Stadtrat verteidigt sich zu zweit

Rund zwanzig Minuten lang verteidigt sich der Stadtrat. Baudirektorin Manuela Jost erklärt, man wolle den Määs-Wortbruch des Stadtrats nicht schönreden. Doch den Vorwurf, dass Fakten wie die Auswirkungen des Durchgangsbahnhofs schon damals klar waren, lässt sie nicht gelten.

Der erste Projektierungskredit für den Tiefbahnhof wurde erst 2019 auf Bundesebene angenommen. 2017 kannte man deshalb die Details um die Baustelle noch nicht. Nun sei klar, dass ab 2030 der Durchgangsbahnhof gebaut werden soll. Und dass in der Nähe des Bahnhofs während der Bauzeit nur Funktionen zugelassen sind, die absolut zwingend seien – die Määs falle also weg.

Auch gelten inzwischen neue Regeln punkto Gewässerschutz, weshalb beispielsweise die Buvette oder der Spielplatz umplatziert werden müssen. Deshalb habe sich der Stadtrat nach «intensiven und kontroversen» Diskussionen für die grüne Inseli-Variante entschieden, da die Luzernerinnen davon längerfristig am meisten profitierten.

Borgula verteidigt damalige Aussagen

Adrian Borgula (Grüne) stellt sich in der Debatte ebenfalls der Kritik des Grossen Stadtrats.
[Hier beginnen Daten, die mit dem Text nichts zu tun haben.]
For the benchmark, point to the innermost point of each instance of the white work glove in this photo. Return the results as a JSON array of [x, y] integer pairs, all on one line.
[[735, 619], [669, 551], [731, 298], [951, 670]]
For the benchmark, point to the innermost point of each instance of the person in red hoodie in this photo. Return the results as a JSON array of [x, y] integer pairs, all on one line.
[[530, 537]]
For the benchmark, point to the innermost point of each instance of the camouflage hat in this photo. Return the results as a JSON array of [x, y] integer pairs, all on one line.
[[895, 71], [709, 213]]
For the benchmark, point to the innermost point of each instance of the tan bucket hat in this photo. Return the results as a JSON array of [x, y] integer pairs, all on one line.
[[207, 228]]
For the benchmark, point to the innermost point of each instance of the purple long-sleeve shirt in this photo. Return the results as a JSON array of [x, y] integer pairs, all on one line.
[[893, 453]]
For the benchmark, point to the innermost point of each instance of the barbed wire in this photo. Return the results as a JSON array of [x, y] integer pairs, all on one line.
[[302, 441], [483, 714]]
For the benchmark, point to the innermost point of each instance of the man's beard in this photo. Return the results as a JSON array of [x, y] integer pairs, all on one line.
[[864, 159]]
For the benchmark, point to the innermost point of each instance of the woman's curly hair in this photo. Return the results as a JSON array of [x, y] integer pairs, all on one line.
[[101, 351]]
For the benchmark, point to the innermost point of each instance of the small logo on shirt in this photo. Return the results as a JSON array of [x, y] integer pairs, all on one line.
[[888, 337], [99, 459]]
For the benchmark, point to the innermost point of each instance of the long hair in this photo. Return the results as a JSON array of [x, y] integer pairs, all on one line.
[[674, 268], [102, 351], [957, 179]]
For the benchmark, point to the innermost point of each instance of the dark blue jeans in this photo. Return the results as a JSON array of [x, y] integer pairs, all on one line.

Den Vorwurf der Lüge lässt der Umwelt- und Mobilitätsdirektor nicht so stehen. Zum damaligen Zeitpunkt seien die Aussagen nicht falsch gewesen, so Borgula. Doch nun sei die Ausgangslage eine andere und es habe keine Lösung mehr gegeben, um alle Anforderungen unter einen Hut zu bringen.

Der Stadtrat werde wieder mit allen Beteiligten sprechen, um eine überzeugende Lösung zu finden. Borgula bezweifelt jedoch, dass der Stadtrat bereits im Sommer – wie von den Grünen gewünscht – eine Alternative präsentieren kann.

Nach rund 50 Minuten bricht Ratspräsidentin Sonja Döbeli-Stirnemann die Debatte ab. Das letzte Wort zum Määs-Wortbruch des Stadtrats dürfte jedoch noch nicht gesprochen sein. Spätestens im Sommer, wenn der Stadtrat seinen neuen Bericht und Antrag zur Inseli-Neugestaltung vorlegt, kommt die Debatte erneut aus politische Tapet.